Wednesday, July 19, 2006

Is this what the future looks like?

Proof, as if it were needed, that ideology has nothing to do with political meddling in the classroom comes today from Great Britain. It came in the form of a news report in The Guardian of a House of Commons committee hearing. Testifying was Alan Johnson, education secretary in Britain's Labour Party government. He defended the emphasis on standardized testing imposed by Labour's Office for Standards in Education ("Ofsted" for short). The Guardian reports:
Speaking to the House of Commons education select committee, Mr Johnson said staff at a school in Nottingham had told him recently that they would like to see league tables [ranking schools by test scores] scrapped.

"I accept the pressure it puts, and the extra intensity and stress it puts on teachers, but it's absolutely the right thing to do," he said.

Mr Johnson gave his backing to "the whole kit and caboodle" of accountability for schools - from Ofsted inspections to national tests and exams and league tables.

He added: "If anything, we need to intensify that rather than relax."

Mr Johnson said it was "fundamental" that children should leave primary school with a mastery of reading and maths.
Sound familiar?

Under Prime Minister Tony Blair, Labour has won elections since the late 1990s with a "New Labour" set of moderately liberal policies similar to former U.S. President Bill Clinton's.
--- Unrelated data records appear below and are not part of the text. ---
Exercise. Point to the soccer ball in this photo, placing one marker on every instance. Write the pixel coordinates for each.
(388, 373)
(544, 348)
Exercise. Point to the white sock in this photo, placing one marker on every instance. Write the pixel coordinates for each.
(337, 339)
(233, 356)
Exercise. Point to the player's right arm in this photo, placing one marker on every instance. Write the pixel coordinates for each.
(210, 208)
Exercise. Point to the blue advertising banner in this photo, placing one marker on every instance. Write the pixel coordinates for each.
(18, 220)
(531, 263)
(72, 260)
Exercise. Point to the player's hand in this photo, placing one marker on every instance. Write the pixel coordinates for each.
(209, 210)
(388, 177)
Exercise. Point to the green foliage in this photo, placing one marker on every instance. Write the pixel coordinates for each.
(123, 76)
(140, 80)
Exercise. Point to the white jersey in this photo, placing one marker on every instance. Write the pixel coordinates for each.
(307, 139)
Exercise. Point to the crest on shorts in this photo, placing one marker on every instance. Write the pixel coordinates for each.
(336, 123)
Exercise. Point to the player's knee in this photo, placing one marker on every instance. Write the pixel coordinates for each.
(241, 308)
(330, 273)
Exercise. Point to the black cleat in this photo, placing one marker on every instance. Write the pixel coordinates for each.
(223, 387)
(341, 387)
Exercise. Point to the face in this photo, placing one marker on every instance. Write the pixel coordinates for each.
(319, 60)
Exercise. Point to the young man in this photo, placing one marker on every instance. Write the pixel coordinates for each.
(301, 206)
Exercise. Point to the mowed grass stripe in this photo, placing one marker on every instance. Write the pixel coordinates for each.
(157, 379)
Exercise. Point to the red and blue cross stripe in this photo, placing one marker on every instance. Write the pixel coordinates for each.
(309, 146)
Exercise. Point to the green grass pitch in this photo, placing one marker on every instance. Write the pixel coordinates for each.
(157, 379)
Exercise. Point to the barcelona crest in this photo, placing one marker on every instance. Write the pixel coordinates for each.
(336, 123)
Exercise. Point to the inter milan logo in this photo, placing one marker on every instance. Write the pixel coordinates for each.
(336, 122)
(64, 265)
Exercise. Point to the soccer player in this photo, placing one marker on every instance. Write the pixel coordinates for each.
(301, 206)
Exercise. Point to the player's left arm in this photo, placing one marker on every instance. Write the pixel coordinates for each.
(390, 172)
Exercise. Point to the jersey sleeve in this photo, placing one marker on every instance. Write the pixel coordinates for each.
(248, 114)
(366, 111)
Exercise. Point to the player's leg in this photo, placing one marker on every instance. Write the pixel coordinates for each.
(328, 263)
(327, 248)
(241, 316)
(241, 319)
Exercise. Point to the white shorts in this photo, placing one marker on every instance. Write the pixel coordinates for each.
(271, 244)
School reform; "league tables," well publicized lists of schools' aggragate test scores; and pressure on classroom teachers to raise test scores is part of the "whole kit and caboodle" New Labour offers to the voters. It sounds more than a little bit like our No Child Left Behind regimen of mandatory testing and ranking of schools by aggragate test scores, doesn't it?

British educators, like the teachers in Nottingham or Harvey Goldstein of the Institute of Education in London, argue the league tables can't help but measure factors like "sex, ethnic origin and social class background" that the schools can't be held responsible for.
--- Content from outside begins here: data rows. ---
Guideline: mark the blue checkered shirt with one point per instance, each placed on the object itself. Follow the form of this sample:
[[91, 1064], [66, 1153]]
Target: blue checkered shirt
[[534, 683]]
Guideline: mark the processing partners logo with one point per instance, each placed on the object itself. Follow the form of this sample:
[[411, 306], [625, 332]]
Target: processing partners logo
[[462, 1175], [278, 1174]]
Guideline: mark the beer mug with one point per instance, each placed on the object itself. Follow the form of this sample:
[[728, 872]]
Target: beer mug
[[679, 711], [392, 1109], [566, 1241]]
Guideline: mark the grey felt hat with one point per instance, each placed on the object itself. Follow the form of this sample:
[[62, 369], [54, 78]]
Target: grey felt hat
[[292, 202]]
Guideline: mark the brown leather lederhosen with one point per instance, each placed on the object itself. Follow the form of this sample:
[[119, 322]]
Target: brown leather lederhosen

Sometimes we tie the failure of NCLB to President Bush and the Republican Congress, but we forget the NCLB bill was co-sponsored by Sen. Edward Kennedy, D-Mass., and passed Congress with broad bipartisan support. Again, the similarity between Ofsted's accountability measures and NCLB is striking.

If anything, the British system is more hostile to good classroom teaching than our own. And it's good politics. At today's committee hearing, Johnson was kidded about his political ambitions. Here's how the exchange went:
The Conservative MP for Reading East, Rob Wilson, told Mr Johnson he had "a few quid" on the outcome.

Mr Wilson asked: "When Tony Blair steps down next year and you take over as prime minister will your priority be, as his was, 'education, education, education'?"

The Labour chairman of the committee, Barry Sheerman, suggested at this point that the minister might like to restrict his answer to education policy.

In response to Mr Wilson's question, Mr Johnson said: "Yes. I would probably classify it as 'learning, learning, learning', but it's the same thing."
And I would classify it as politics, politics, politics. Unfortunately, bashing classroom teachers looks like good politics on both sides of the water.